Source code for the servicelog library and utilities is now available from the linux-diag project on SourceForge: There is user-level documentation (PDF) for servicelog available on SourceForge as well.

Why is servicelog different than other logging mechanisms, such as syslog? It’s intended to store entries that are only relevant to system service. The concept of a serviceable event is introduced, which is a single servicelog entry that contains enough information to identify a failure and to indicate how to repair it. This information will typically include:

  • a short description of the failure, including a reference code
  • identification of the physical location of a failing component (via location code, for example)
  • indication of severity of the failure and/or priority of the repair
  • pointers to documented procedures for repairing the failure (for example, PCI hotplug instructions for replacing a failing PCI adapter)

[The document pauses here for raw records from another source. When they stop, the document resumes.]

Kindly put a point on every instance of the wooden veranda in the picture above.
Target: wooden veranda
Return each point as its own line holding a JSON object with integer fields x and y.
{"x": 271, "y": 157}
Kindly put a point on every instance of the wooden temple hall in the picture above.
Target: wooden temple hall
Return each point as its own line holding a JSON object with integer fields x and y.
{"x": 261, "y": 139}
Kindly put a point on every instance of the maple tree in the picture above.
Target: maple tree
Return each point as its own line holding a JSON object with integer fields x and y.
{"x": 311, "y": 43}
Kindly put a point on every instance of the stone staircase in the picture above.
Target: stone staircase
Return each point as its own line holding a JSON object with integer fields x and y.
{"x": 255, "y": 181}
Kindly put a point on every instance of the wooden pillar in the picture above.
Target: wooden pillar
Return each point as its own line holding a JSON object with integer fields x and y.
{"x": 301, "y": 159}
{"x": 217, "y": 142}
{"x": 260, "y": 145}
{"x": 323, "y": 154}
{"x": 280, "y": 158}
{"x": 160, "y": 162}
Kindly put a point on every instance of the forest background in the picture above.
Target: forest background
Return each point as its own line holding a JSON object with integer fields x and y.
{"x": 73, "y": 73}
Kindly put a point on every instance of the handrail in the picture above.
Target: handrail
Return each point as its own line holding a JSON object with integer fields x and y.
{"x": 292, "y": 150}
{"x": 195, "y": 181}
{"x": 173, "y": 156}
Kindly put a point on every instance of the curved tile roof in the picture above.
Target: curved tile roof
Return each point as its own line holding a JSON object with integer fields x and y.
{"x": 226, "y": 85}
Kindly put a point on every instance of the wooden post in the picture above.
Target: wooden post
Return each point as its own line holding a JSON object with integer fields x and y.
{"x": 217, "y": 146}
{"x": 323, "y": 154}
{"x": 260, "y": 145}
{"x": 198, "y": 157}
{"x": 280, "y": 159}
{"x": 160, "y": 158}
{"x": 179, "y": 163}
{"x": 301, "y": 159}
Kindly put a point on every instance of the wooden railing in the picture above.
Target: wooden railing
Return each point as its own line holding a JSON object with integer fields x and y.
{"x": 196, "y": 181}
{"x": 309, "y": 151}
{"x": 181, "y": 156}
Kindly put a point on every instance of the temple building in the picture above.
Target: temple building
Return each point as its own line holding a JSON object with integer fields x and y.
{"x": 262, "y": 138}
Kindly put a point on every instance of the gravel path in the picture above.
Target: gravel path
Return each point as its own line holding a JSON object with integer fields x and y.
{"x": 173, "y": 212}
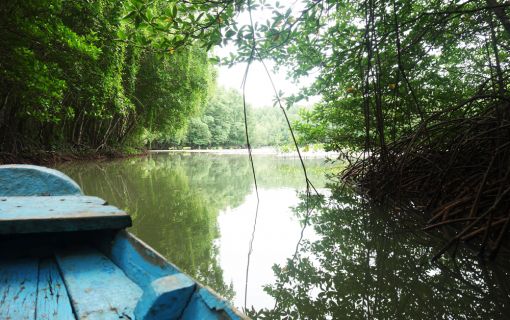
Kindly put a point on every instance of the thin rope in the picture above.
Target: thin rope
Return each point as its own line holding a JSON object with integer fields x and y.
{"x": 245, "y": 78}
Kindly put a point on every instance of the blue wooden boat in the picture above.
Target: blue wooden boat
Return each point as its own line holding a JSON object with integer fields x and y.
{"x": 64, "y": 255}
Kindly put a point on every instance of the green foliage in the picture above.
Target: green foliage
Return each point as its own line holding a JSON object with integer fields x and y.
{"x": 223, "y": 120}
{"x": 384, "y": 67}
{"x": 83, "y": 75}
{"x": 365, "y": 264}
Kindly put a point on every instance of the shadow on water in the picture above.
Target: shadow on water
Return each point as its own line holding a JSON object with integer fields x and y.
{"x": 356, "y": 263}
{"x": 175, "y": 200}
{"x": 372, "y": 264}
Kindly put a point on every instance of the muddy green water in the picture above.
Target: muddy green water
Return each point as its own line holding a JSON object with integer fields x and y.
{"x": 354, "y": 263}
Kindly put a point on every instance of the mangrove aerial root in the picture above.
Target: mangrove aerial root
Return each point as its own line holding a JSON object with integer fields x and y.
{"x": 455, "y": 171}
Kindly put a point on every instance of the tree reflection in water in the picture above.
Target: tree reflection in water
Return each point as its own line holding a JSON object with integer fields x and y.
{"x": 370, "y": 264}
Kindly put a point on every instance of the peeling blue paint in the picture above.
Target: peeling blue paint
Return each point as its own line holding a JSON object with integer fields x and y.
{"x": 28, "y": 180}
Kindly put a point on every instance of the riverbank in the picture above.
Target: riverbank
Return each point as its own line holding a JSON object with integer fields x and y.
{"x": 43, "y": 157}
{"x": 257, "y": 151}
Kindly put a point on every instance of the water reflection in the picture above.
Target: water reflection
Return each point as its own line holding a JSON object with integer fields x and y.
{"x": 370, "y": 264}
{"x": 181, "y": 202}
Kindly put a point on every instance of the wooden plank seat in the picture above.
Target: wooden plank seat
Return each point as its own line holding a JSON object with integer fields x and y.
{"x": 59, "y": 213}
{"x": 97, "y": 287}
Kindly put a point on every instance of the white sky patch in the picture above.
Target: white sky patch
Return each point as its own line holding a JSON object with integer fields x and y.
{"x": 259, "y": 92}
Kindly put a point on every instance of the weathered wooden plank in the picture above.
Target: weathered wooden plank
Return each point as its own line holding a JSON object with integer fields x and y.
{"x": 166, "y": 298}
{"x": 206, "y": 305}
{"x": 55, "y": 214}
{"x": 138, "y": 261}
{"x": 28, "y": 180}
{"x": 52, "y": 299}
{"x": 98, "y": 288}
{"x": 18, "y": 288}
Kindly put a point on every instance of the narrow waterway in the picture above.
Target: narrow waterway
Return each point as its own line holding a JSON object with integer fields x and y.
{"x": 357, "y": 263}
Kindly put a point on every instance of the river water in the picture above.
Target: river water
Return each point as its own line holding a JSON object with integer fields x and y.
{"x": 353, "y": 262}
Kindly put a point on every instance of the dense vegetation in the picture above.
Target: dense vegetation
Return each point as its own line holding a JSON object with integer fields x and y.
{"x": 99, "y": 75}
{"x": 421, "y": 87}
{"x": 221, "y": 125}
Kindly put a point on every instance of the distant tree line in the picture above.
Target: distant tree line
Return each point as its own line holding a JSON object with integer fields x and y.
{"x": 101, "y": 75}
{"x": 221, "y": 124}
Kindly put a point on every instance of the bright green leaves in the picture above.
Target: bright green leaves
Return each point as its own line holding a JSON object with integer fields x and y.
{"x": 176, "y": 24}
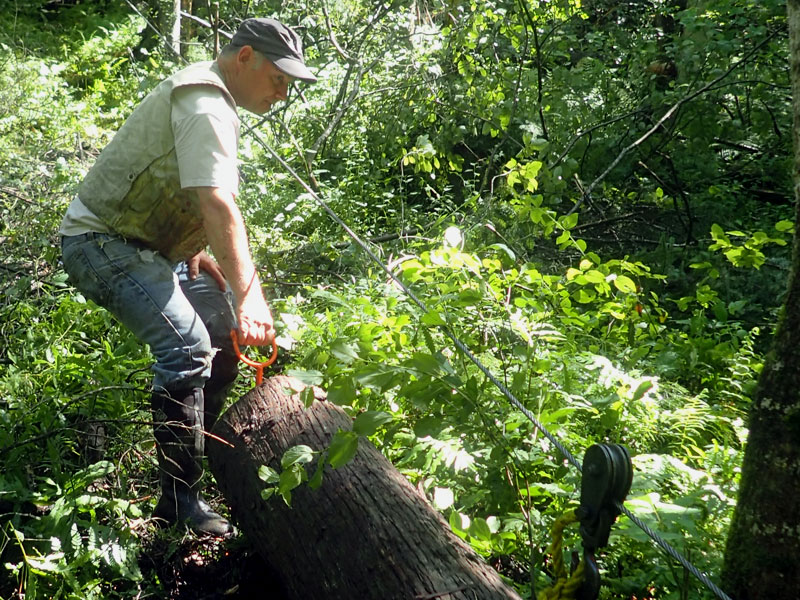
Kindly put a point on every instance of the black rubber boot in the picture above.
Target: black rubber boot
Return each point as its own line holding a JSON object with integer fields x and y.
{"x": 178, "y": 429}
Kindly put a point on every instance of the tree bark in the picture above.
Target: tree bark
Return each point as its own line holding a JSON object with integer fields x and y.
{"x": 365, "y": 533}
{"x": 763, "y": 549}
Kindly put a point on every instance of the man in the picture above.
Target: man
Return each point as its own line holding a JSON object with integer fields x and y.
{"x": 134, "y": 238}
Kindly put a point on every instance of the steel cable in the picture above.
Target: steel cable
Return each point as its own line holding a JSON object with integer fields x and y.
{"x": 663, "y": 544}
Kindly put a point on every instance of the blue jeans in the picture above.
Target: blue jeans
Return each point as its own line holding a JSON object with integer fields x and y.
{"x": 185, "y": 322}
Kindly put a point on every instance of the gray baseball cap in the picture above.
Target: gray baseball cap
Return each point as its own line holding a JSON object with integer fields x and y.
{"x": 277, "y": 42}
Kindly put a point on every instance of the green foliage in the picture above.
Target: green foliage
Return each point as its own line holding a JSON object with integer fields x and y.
{"x": 487, "y": 129}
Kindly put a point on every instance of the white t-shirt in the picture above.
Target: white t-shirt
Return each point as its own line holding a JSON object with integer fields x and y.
{"x": 206, "y": 141}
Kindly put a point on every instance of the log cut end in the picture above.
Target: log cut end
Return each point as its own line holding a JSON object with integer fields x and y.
{"x": 364, "y": 533}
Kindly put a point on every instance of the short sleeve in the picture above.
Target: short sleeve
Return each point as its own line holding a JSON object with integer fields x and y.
{"x": 206, "y": 130}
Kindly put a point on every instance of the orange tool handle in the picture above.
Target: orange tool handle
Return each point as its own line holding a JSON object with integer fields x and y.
{"x": 259, "y": 367}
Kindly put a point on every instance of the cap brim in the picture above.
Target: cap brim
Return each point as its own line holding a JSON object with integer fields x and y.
{"x": 294, "y": 68}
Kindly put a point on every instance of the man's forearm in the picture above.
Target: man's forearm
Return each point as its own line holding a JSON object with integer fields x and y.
{"x": 227, "y": 237}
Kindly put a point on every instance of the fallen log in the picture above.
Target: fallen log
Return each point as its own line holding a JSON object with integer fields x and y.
{"x": 364, "y": 534}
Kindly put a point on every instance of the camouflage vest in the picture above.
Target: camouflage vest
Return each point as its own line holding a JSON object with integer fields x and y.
{"x": 134, "y": 186}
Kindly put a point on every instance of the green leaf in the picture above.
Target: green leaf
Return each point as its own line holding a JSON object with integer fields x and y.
{"x": 268, "y": 474}
{"x": 479, "y": 529}
{"x": 343, "y": 448}
{"x": 642, "y": 389}
{"x": 367, "y": 423}
{"x": 307, "y": 396}
{"x": 625, "y": 284}
{"x": 344, "y": 352}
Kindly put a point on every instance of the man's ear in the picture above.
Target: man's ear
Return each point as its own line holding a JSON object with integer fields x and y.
{"x": 245, "y": 55}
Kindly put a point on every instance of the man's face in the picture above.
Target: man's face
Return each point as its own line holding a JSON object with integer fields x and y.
{"x": 262, "y": 85}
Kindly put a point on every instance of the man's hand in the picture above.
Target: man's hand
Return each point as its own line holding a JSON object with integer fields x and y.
{"x": 203, "y": 261}
{"x": 227, "y": 237}
{"x": 255, "y": 321}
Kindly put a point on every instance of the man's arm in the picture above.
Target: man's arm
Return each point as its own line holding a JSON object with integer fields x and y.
{"x": 224, "y": 227}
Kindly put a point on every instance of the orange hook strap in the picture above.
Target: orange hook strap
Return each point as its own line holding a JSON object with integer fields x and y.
{"x": 259, "y": 367}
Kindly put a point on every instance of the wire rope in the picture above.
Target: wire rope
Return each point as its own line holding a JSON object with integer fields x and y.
{"x": 663, "y": 544}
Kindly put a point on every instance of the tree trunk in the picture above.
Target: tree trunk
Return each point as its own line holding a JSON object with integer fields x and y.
{"x": 365, "y": 533}
{"x": 763, "y": 550}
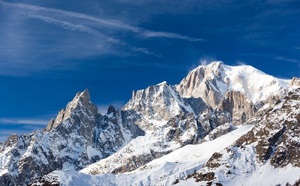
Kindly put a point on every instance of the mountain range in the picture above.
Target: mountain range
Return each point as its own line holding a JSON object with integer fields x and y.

System management tools can register to be notified when new serviceable events are created (the Service Focal Point on the Hardware Management Console will be updated when a serviceable event is logged on a Linux partition on System p). When a failure is fixed (for example, a failed PCI adapter is replaced via a hotplug action), a repair action should be logged to servicelog, which will cause all of the relevant open serviceable events to be marked as “closed” (i.e., fixed). This will provide a complete history of all of the failures that have occurred on a system, as well as all of the repair actions that have taken place.

Servicelog is particularly useful with Linux on System p right now. The superior First Failure Data Capture (FFDC) facilities provided by System p will result in very informative servicelog entries to indicate a wide range of possible platform failures, and each reference code and repair procedure is documented in IBM’s eServer hardware InfoCenter.